Six months before ICE Poker opened its doors, Atari had announced that they would branch off into the metaverse gambling sphere, investing in a casino in Decentraland’s Vegas District, one that would also feature Atari-inspired games. Nonetheless, the renowned game producer has since pulled out of this project. The Tominoya Casino and Chateau Satoshi are other active gaming locales in Decentraland that are functioning well, employing people to staff their virtual pits packed with traditional gambling products.

The Sand Vegas Casino is a similar property in the Sandbox metaverse. And SlotieVerse is an announced platform that aims to bring a Las Vegas-like metaverse gaming experience with virtual venues that will host live concerts, rewards programs, eye-catching décor, and more.
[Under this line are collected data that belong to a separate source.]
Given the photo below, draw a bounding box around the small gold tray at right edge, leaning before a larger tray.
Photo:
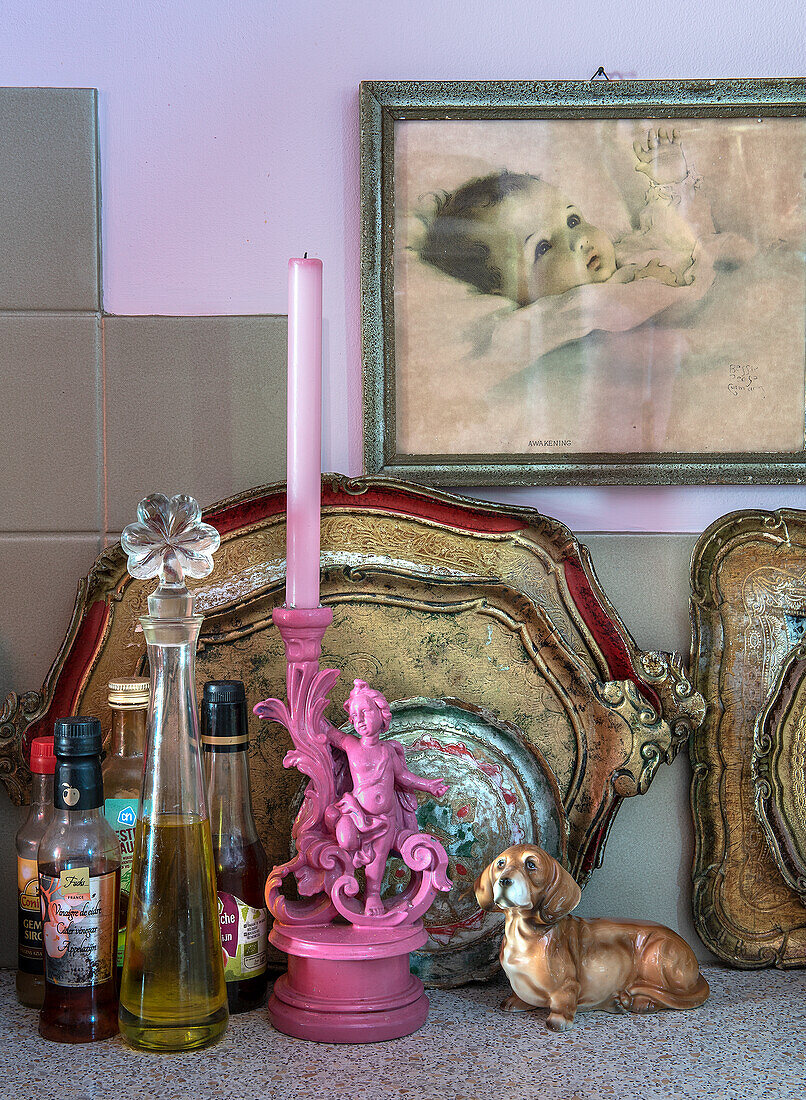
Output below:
[753,642,806,904]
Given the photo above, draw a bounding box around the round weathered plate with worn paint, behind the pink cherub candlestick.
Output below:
[378,699,567,987]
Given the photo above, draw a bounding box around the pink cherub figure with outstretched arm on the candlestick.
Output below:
[320,680,448,916]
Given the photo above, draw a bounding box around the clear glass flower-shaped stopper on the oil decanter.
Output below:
[120,493,221,618]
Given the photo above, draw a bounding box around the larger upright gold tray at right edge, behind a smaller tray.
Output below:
[691,509,806,968]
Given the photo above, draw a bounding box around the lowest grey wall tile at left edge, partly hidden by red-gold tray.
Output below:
[0,535,99,700]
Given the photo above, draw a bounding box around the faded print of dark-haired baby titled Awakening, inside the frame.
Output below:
[395,118,806,457]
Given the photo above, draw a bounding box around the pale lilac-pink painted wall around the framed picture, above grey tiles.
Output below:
[0,0,806,531]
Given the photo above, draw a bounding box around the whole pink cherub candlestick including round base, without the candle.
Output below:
[254,607,451,1043]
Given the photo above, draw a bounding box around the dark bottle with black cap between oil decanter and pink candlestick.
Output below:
[201,680,268,1013]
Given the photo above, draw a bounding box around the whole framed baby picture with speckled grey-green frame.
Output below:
[361,79,806,485]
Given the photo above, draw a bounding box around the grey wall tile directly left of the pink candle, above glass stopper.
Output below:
[104,316,287,530]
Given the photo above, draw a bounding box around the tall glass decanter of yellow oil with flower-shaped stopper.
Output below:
[119,495,229,1051]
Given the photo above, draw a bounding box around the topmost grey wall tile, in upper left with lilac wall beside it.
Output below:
[0,88,100,310]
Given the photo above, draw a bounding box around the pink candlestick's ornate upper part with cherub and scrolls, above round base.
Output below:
[254,608,450,928]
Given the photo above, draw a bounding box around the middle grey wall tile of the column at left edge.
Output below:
[0,314,102,532]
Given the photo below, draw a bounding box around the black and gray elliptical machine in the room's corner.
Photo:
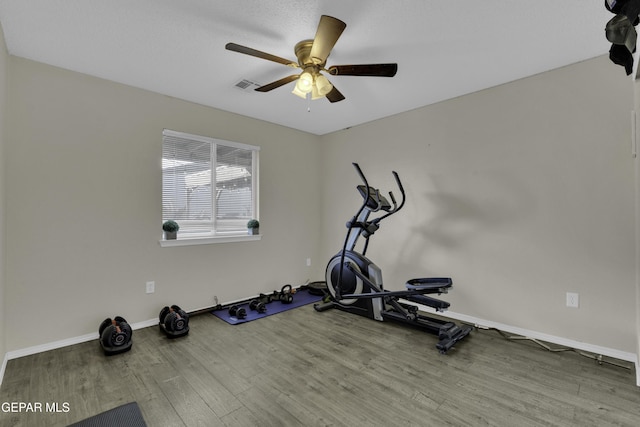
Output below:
[314,163,472,354]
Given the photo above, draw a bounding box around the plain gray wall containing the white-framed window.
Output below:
[3,57,321,351]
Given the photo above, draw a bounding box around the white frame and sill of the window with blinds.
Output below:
[160,129,261,247]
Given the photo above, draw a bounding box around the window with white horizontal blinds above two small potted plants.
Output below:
[162,129,260,238]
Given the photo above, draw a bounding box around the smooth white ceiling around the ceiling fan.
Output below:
[0,0,624,135]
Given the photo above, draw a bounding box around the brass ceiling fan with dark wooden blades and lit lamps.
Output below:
[225,15,398,102]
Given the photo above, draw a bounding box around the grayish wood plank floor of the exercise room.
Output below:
[0,305,640,427]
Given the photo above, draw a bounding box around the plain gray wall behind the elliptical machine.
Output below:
[322,56,638,354]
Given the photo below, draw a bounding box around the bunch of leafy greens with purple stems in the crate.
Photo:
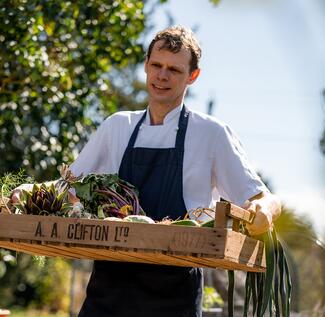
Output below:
[71,174,144,219]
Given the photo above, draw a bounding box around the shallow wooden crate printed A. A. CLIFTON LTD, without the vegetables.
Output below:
[0,203,265,272]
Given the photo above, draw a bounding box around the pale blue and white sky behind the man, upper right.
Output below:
[145,0,325,234]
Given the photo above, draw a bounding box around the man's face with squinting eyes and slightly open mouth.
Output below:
[145,41,199,107]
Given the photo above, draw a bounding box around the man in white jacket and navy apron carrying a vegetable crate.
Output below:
[71,26,280,317]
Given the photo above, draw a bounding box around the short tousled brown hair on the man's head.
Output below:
[147,25,201,72]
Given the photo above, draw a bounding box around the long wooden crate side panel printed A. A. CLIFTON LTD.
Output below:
[0,215,225,255]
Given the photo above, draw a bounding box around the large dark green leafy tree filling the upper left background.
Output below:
[0,0,145,179]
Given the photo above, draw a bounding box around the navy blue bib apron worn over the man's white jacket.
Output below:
[79,106,202,317]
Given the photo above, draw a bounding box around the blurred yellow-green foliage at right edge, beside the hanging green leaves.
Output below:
[275,207,325,316]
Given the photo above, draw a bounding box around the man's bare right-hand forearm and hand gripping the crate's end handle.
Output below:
[243,192,281,236]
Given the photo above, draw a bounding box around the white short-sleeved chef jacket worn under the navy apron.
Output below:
[71,106,268,216]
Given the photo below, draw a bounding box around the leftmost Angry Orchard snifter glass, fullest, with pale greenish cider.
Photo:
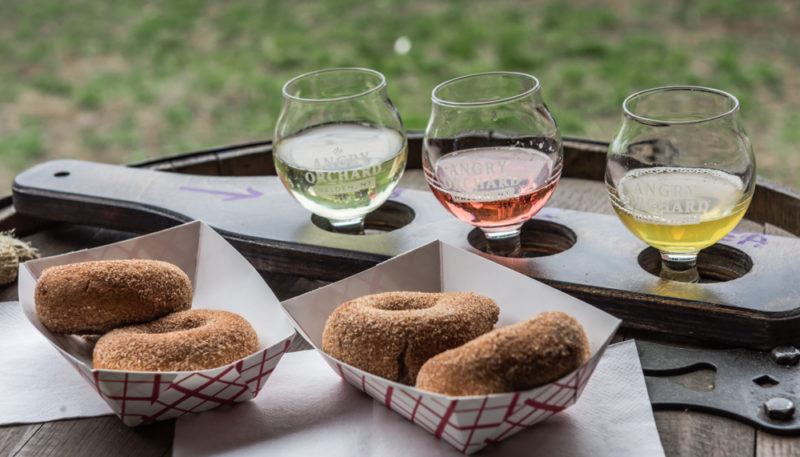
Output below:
[273,68,407,233]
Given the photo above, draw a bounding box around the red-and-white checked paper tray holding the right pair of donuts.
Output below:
[282,241,620,454]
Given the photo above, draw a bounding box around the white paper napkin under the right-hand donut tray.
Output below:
[173,341,664,457]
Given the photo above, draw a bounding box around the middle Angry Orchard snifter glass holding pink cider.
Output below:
[422,72,562,257]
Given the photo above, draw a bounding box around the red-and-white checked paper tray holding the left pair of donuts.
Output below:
[19,222,294,426]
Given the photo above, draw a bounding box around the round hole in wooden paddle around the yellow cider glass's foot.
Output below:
[639,244,753,283]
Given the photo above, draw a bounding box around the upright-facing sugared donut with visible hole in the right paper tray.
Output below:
[322,292,499,385]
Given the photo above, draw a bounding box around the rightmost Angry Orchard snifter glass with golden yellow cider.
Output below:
[605,86,756,282]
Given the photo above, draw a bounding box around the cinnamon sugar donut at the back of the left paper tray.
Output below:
[34,259,192,334]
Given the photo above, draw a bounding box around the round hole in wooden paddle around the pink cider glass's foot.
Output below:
[467,219,578,257]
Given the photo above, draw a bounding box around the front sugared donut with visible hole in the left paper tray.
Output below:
[92,309,258,371]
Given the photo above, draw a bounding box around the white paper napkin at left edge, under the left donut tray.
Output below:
[0,302,111,425]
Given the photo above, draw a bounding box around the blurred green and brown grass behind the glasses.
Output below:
[0,0,800,189]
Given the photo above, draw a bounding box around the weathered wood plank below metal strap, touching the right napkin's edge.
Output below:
[655,411,756,457]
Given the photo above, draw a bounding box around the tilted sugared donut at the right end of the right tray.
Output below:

So, it is safe to say that the metaverse casino trend is here to stay.

Are Metaverse Casinos a Danger to Crypto Gambling Sites?

Right now, not really. Most do not even offer actual gambling. When ICE poker did, it had around two hundred daily users. Once it pivoted towards the play-to-earn model, its player count blew up to twelve thousand patrons per day, accounting for 60% of Decentraland’s traffic. You also have to understand that there are also moral issues with metaverse gaming, as not only adults have avatars on these platforms.

While most people like to make a big fuss about anything novel, in most instances, it takes years for something to go mainstream. Take Bitcoin gambling as an example. It took around five-six years before this section of the gambling industry began to notch sizeable revenue numbers. Metaverse casinos are still young, they don’t have enough of a user base, and from what we can tell, there are no high-rollers that roam these virtual worlds. Now, at least.

In the years to come, these digital establishments may catch some steam, but let us remind everyone that Microgaming presented virtual roulette six years ago, and multiple for-fun poker VR platforms can get used online. Yet, the real money offering is still not here. So, no one knows what tomorrow brings. We can only bet on it, wink-wink, nudge-nudge.